Coal mine tragedy: Sometimes tougher government oversight looks better in hindsight


I listened to Paul W. Smith’s show http://bit.ly/cDzJqJ on WJR Radio this morning. Smith (pictured) is a strong advocate for smaller government and less regulation. He has guest hosted for conservative talk show host Rush Limbaugh. This morning he spoke of Massey Energy, owner of the West Virginia coal mine where at least 25 miners died earlier this week after an explosion.

Curiously, he seemed in agreement with a guest who suggested it was a travesty that Massey was allowed to continue business as usual despite repeated fines and safety violations like those chronicled in this NY Times article: http://nyti.ms/dd8sor

But what would Smith’s reaction have been if environmental groups, unions or workplace safety advocates tried shutting the mine down earlier this month?
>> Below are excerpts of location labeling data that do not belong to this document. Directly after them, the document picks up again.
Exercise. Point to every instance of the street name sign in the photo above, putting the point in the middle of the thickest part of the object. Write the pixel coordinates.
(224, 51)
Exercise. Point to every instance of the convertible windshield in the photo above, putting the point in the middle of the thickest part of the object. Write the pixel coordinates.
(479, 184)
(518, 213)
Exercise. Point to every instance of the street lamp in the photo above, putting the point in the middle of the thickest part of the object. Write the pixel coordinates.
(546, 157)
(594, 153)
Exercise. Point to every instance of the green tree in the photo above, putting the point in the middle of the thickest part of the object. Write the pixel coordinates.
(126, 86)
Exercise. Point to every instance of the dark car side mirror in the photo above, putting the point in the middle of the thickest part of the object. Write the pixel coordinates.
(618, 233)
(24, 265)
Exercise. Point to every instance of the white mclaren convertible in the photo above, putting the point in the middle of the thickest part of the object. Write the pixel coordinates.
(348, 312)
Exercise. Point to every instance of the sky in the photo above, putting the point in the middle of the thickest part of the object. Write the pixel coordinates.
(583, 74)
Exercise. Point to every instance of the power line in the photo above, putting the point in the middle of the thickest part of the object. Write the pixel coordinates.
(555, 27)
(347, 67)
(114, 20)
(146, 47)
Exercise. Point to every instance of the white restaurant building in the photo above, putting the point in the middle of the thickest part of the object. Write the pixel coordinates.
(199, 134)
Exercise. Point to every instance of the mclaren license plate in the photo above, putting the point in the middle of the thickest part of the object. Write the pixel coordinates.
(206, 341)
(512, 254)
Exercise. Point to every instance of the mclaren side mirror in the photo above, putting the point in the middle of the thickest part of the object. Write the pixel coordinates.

My guess it would have been a theme of “fringe nutcases and government bureaucrats meddle in the free market, threaten the jobs of American workers and raise our energy prices.”

Sometimes the concept of more aggressive government regulation looks better in hindsight. In fact, Market Watch already suggests that the mine tragedy will result in tougher regulations nationwide: http://bit.ly/clsfea

There’s a balance to be struck between necessary regulation and the free market. Critical thinking on how to achieve that balance doesn’t play well as a knee-jerk response to a tragedy. Nor does it have a place in a political climate where nuance is punished, compromise is sin, and angry “all or nothing” philosophies are the order of the day.

Such is the case for many of Michigan’s elected officials. At the State Capitol, there is a reliable core of lawmakers whose loathing for environmental regulators – primarily the state’s Department of Natural Resources and the Environment – is palpable. They are unwilling to do the work necessary to distinguish good laws from bad, or reasonable enforcement from unreasonable. For them, any environmental regulation is bad. And any enforcement action is heavy-handed.

Sometimes stronger rules or more zealous enforcement by government regulators are not necessary.

As recent events demonstrate, sometimes they are.